Poucas marcas de vela
após ter finalmente conseguido encontrar-se com o sono, Xena já se
colocava de pé encaminhando-se a sua sala de banho. Seu banho cuidadosamente
estava preparado, mergulhou naquela água morna na esperança de encontrar um dia
menos desagradável que o anterior, embora soubesse que o dia seria de
intermináveis audiências publicas, julgamentos e membros da corte aborrecendo
seu juízo com os monótonos assuntos do governo. Tinha decidido também
marcar uma audiência com Nereu e alguns generais de sua confiança para
falar da ameaça que se encaminhava aos portões de corinto. Sabia que em pouco
tempo teriam uma batalha para se ocupar e aquilo lhe agradava, pois a monotonia
do governo a chateava profundamente.
Saindo do banho
vestiu-se com um longo vestido de tecido fino de cor clara, com as mangas
longas e largas e que a deixava ligeiramente com um ar ainda mais imponente.
Seus negros fios estavam soltos, e acima do ombro percebia-se um hematoma
causado pela queda da noite anterior.

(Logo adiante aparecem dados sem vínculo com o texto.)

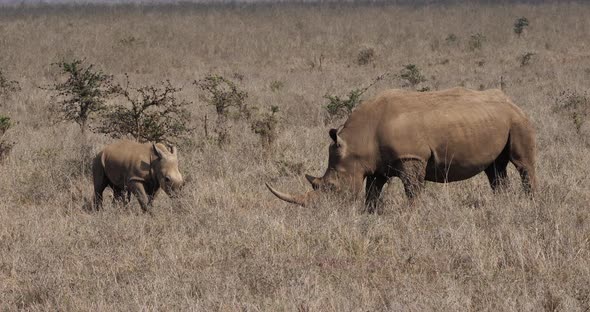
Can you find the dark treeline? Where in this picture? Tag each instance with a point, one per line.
(20, 8)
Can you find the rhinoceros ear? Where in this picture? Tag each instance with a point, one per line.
(336, 138)
(313, 181)
(158, 151)
(334, 135)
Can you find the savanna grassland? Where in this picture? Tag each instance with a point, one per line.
(227, 243)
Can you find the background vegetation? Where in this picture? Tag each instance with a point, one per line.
(228, 244)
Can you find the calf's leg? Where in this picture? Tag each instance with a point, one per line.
(374, 186)
(138, 189)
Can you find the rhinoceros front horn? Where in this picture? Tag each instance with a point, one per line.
(298, 199)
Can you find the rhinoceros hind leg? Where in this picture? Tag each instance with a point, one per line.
(497, 172)
(119, 194)
(100, 183)
(522, 155)
(138, 189)
(373, 188)
(412, 174)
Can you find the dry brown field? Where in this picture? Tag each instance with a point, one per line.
(228, 244)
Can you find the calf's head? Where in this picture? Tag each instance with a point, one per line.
(165, 168)
(344, 173)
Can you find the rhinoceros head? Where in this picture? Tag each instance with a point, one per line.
(343, 173)
(166, 169)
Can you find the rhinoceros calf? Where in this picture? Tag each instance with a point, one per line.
(141, 169)
(441, 136)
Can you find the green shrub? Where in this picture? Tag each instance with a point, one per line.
(365, 56)
(525, 59)
(151, 114)
(266, 127)
(228, 100)
(476, 41)
(520, 24)
(276, 85)
(83, 93)
(411, 73)
(338, 107)
(451, 39)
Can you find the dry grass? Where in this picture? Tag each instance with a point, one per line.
(228, 244)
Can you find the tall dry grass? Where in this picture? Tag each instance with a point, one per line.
(228, 244)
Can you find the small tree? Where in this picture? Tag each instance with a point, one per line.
(228, 100)
(7, 86)
(476, 41)
(152, 114)
(266, 127)
(365, 56)
(341, 107)
(520, 24)
(83, 93)
(411, 73)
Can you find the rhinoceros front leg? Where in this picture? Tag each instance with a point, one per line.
(412, 172)
(138, 189)
(373, 188)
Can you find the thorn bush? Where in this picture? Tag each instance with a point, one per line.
(150, 114)
(83, 93)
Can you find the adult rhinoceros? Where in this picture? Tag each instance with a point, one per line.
(441, 136)
(141, 169)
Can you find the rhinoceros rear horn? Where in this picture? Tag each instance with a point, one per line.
(298, 199)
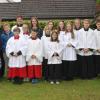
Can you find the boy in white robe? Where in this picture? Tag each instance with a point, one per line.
(69, 43)
(77, 27)
(86, 45)
(16, 51)
(45, 39)
(54, 58)
(34, 57)
(97, 51)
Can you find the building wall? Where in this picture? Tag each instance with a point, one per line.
(49, 9)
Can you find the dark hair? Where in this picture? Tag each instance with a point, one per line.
(98, 21)
(72, 32)
(58, 28)
(36, 21)
(16, 30)
(55, 32)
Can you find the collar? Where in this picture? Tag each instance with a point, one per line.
(86, 29)
(19, 25)
(16, 37)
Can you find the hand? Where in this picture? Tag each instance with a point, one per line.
(86, 50)
(69, 45)
(19, 53)
(12, 53)
(55, 54)
(15, 54)
(33, 56)
(98, 50)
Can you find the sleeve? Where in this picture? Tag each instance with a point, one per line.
(59, 50)
(9, 48)
(50, 51)
(63, 43)
(74, 42)
(23, 48)
(39, 53)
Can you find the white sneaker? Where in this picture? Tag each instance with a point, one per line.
(51, 82)
(57, 82)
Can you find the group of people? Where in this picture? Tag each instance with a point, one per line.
(70, 50)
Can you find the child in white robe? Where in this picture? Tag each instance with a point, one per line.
(16, 52)
(45, 39)
(97, 51)
(34, 57)
(69, 43)
(86, 45)
(54, 58)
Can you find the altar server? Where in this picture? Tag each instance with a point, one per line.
(34, 57)
(86, 45)
(97, 51)
(69, 42)
(16, 51)
(54, 58)
(45, 39)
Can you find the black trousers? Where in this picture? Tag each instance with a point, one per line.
(54, 72)
(77, 69)
(45, 69)
(2, 64)
(97, 64)
(68, 69)
(87, 67)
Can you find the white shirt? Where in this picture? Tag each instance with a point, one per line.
(45, 41)
(52, 48)
(69, 53)
(97, 38)
(34, 48)
(15, 45)
(86, 39)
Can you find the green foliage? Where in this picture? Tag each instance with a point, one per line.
(67, 90)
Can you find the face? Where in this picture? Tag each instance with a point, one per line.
(54, 36)
(69, 27)
(50, 25)
(86, 24)
(61, 25)
(25, 28)
(47, 32)
(6, 28)
(33, 34)
(19, 21)
(34, 22)
(77, 23)
(98, 25)
(16, 33)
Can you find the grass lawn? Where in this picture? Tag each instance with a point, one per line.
(67, 90)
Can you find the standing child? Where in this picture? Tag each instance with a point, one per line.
(97, 51)
(5, 36)
(45, 39)
(34, 57)
(49, 27)
(19, 24)
(54, 58)
(16, 51)
(86, 45)
(69, 42)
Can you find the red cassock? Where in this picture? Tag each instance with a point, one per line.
(16, 65)
(34, 64)
(35, 71)
(17, 72)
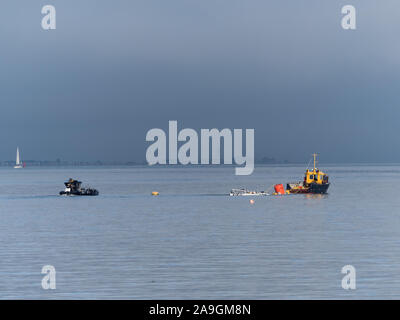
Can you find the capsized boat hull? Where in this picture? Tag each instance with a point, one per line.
(86, 192)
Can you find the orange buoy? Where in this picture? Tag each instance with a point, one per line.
(279, 189)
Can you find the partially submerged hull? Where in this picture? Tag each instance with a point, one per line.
(73, 188)
(83, 192)
(245, 192)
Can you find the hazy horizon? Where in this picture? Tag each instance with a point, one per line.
(91, 89)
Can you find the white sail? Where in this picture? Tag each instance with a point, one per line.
(18, 164)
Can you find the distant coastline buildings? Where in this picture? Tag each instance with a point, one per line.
(78, 163)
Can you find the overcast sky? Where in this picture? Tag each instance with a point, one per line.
(112, 70)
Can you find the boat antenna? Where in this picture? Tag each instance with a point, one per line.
(315, 159)
(308, 165)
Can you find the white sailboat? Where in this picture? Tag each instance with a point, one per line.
(18, 163)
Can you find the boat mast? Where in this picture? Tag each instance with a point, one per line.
(315, 159)
(17, 162)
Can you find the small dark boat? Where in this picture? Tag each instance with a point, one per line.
(73, 188)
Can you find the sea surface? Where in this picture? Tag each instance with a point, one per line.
(193, 241)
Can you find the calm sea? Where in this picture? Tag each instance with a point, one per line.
(194, 241)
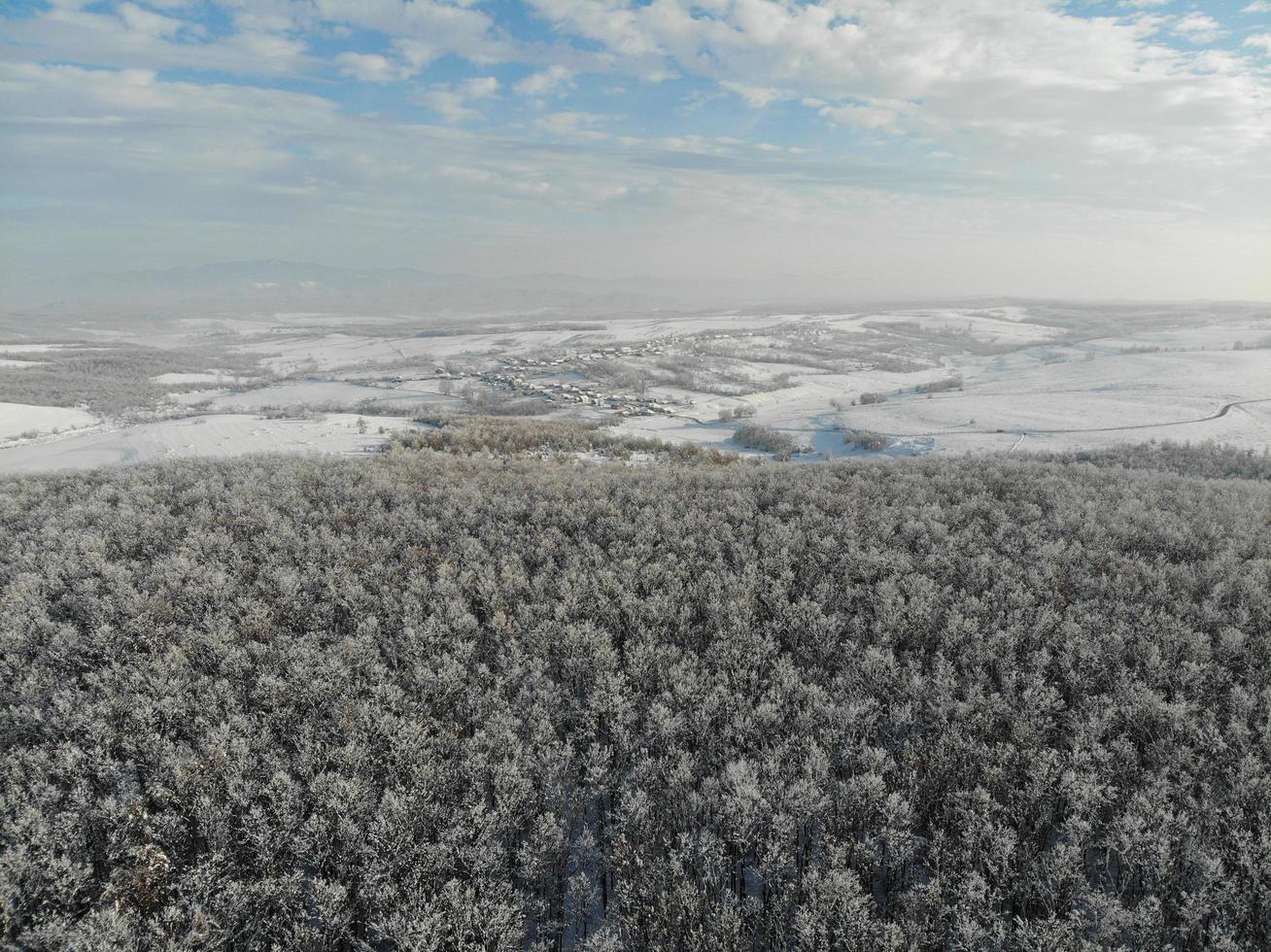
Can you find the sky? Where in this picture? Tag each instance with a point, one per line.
(915, 148)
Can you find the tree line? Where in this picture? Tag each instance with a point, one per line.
(444, 701)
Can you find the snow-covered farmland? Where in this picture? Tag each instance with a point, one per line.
(19, 419)
(215, 435)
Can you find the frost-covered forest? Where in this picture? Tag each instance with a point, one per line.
(434, 701)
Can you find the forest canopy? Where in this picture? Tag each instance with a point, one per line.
(437, 701)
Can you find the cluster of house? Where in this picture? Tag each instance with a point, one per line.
(532, 376)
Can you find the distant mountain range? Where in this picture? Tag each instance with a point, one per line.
(280, 285)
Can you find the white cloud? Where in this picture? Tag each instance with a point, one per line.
(553, 79)
(1199, 28)
(372, 68)
(755, 97)
(573, 124)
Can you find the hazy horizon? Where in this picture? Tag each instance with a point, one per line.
(866, 149)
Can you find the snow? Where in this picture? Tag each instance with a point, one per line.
(215, 435)
(17, 419)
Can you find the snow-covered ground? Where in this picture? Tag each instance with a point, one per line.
(17, 419)
(215, 435)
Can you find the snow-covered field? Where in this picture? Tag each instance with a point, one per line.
(215, 435)
(1034, 376)
(17, 419)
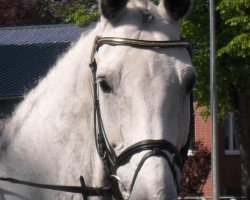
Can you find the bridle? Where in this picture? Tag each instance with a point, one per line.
(107, 154)
(111, 161)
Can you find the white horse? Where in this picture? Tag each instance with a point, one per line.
(144, 94)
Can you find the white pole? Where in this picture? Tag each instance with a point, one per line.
(213, 103)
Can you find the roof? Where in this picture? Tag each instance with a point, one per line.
(39, 34)
(27, 53)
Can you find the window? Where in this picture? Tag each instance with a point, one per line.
(231, 142)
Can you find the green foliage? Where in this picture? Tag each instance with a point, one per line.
(233, 49)
(196, 170)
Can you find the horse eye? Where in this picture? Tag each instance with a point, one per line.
(105, 86)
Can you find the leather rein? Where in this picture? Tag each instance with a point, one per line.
(106, 153)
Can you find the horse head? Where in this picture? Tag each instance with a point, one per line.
(144, 92)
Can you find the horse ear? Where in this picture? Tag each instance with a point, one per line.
(175, 9)
(111, 8)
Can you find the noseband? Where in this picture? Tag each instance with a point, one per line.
(160, 148)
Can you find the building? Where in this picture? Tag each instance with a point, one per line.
(26, 55)
(229, 154)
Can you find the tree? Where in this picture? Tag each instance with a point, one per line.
(195, 171)
(26, 12)
(34, 12)
(233, 70)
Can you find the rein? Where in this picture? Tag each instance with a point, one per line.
(106, 153)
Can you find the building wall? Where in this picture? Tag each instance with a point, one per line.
(229, 165)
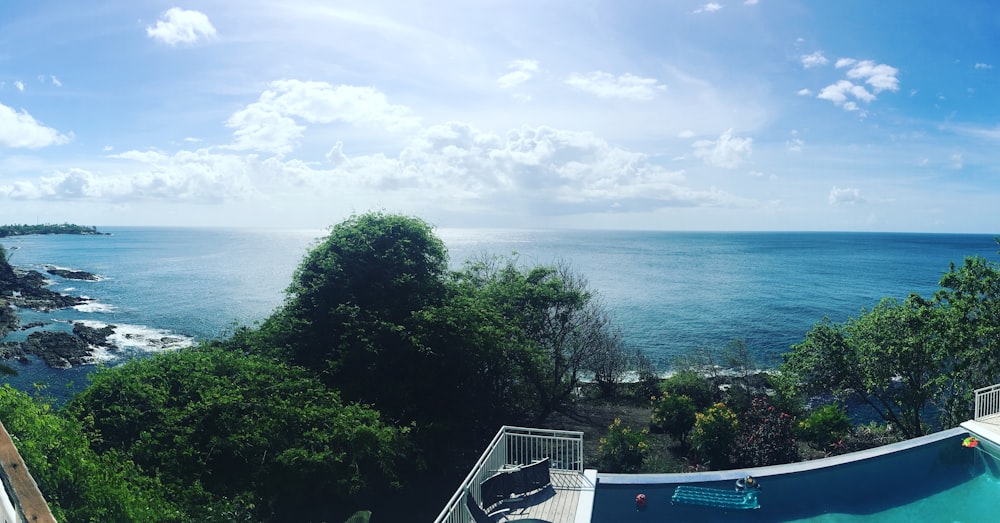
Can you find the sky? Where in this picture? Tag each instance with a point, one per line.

Estava dolorido e com um pequeno corte ao
centro e aquilo a fez bufar.
Ainda era muito cedo
e o movimento pelo castelo se fazia quase nenhum se não pelos servos da cozinha
e dos estábulos. Antes de se encaminhar para a sala de audiência a imperatriz
perambula pelos corredores do castelo e sem saber o porque pouco
depois estava nos arredores da cozinha. Em uma nota mental não conseguia
entender o que fazia ali. Naquele ambiente que era talvez um dos mais
acolhedores daquele castelo frio, Xena encontra a figura de Mira perdida em
distração com seus afazeres e então dirige a voz à escrava que ainda não tinha
notado sua presença:
- Mira, às vezes tenho a sensação que você dorme abraçada a essas
panelas. - riu com bom humor contrariando o que seu rosto mostrava.
- Diferentemente de você, Xena, aqui é meu
lugar, quem está em lugar errado aqui é você.
Enquanto falava com
Mira, Xena dava voltas ao lugar como se procurasse algo.
- Está precisando de alguma coisa, menina?
Você nunca vem aqui.
- Não preciso de nada, de repente estou
procurando alguma escrava velha e insolente para castigar.
Interrompendo o
sorriso de Mira e ainda repassando o lugar com os olhos, Com desinteresse
aparente ela lança uma pergunta:
- Onde está a sua sombra loira?
Nesse momento a
imperatriz se assusta com o que acabara de dizer “Que diabos me interessaria
saber de uma escrava?”
- A menina está doente, Xena, já estava fraca e
chegou aqui tinha dias que não comia, e o inverno está impiedoso, não consegue
ficar de pé.
- Então agora os escravos de minha fortaleza
se dão ao luxo de não se colocarem de pé para trabalhar? Eu
devo mesmo estar ficando frouxa, vou ter que espetar as tripas de alguém
para que me respeitem, só pode ser isso.
Aproximando-se da
velha com um olhar frio como o inverno Xena brada:
- Vá colocá-la de pé e leve-a a minha
presença na sala de audiências imediatamente.
Xena se vira feito um
trovão corredor afora, e Mira em nada entendia aquela atitude, mas se pôs a
fazer o que ordenara.
Chegou à cela úmida e
muito fria em que estava Gabrielle, e tocando-lhe o ombro diz:
- Menina, você precisa se levantar, a
conquistadora quer vê-la e em nada posso lhe ajudar, a não ser tirar você
dessa cama antes que ela venha lhe arrastar pelos cabelos.
Gabrielle ergue o
olhar a velha senhora e diz:
- O que ela quer de mim? Maltratar-me como fez com Melina?
Sem entender o que
ouviu e achando ser uma alucinação por causa da febre, Mira ergue a
menina da cama e praticamente a arrasta até a presença da conquistadora.
Quando adentrou a
sala arrastando Gabrielle e deixando-a de frente a conquistadora, Mira tinha um
olhar curioso para saber o que aconteceria, carregava a certeza que levaria no
mínimo uma surra por não ter se colocado de pé ao trabalho como os demais,
sabia que Xena não tolerava esses dissabores.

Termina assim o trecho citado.